Class lines get kind of erased in this movie too. The doctor Mike sent his daughter off with is Jacqueline Kim, and it’s established at the beginning that her zillionaire husband is a douchebag self-important white guy who wants his wife “treating tennis elbows, not gunshot wounds.” She’s doing her thing, up to her elbows in burn victims, he comes in and tries to persuade her away, and she basically tells him to screw himself because she’s got the right priorities. And then his “lifelong dream” of his enormous building that was being erected gets demolished to help stop the lava, so neener neener neener.

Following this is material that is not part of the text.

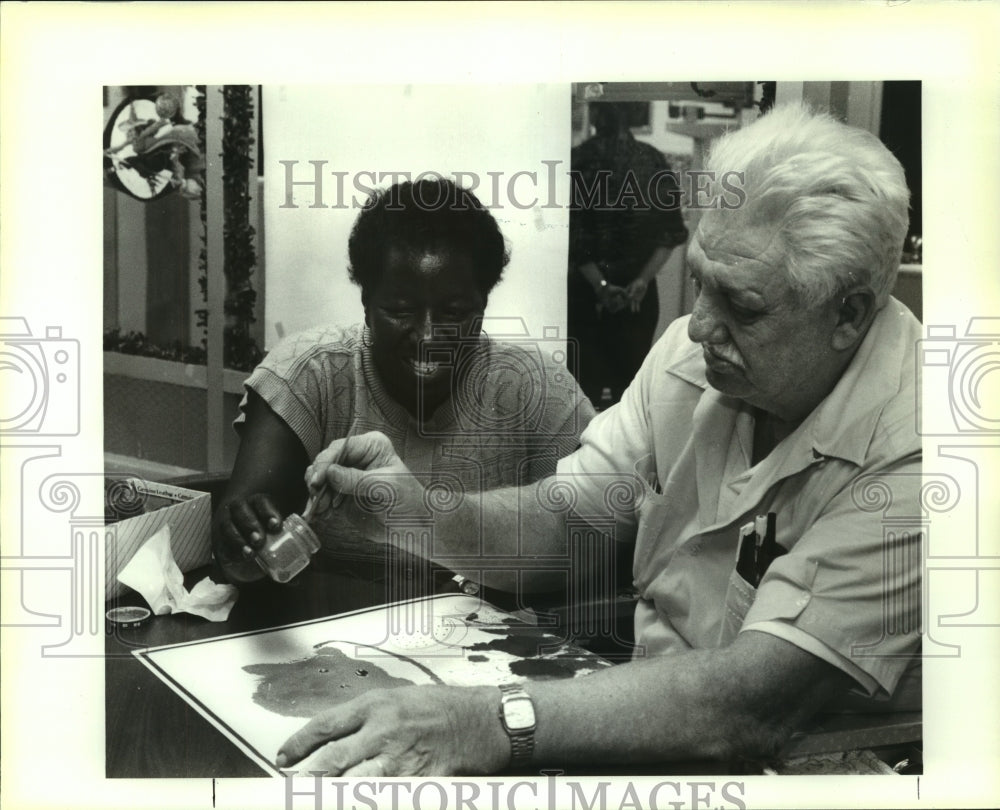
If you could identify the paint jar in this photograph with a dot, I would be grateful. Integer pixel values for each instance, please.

Speaking of a little precious, I would never ever say that the end of the movie (and there’s been a whole lot of terribly butch “I won’t leave a man behind so I’ll stay here and die with you, or at least die in the process of trying to save you” stuff—and please don’t think I’m making light of that sort of thing, not all heroes wear capes) doesn’t get a little heavy-handed with the whole message thing. It’s a nice message and I like it, but still. The little kid who has been almost crushed by the building coming down is asked by the cop who wants to help him find his mom, “what does she look like?” And the kid, all wide-eyed innocence, looks around at all the people covered in mud and volcanic ash, and says “look at their faces. They all look the same.” The cop is Keith David, and he gets the gravity of that, even if the kid doesn’t, and yes, it’s great—but there’s me, going, peace and racial harmony through dirt! Why didn’t you say so?

So anyway—that’s why I like Volcano. Yeah, it’s a big dumb disaster movie. But it’s fun, it’s got some heart, and the lesson is that when life sends you lava, you should bark at it.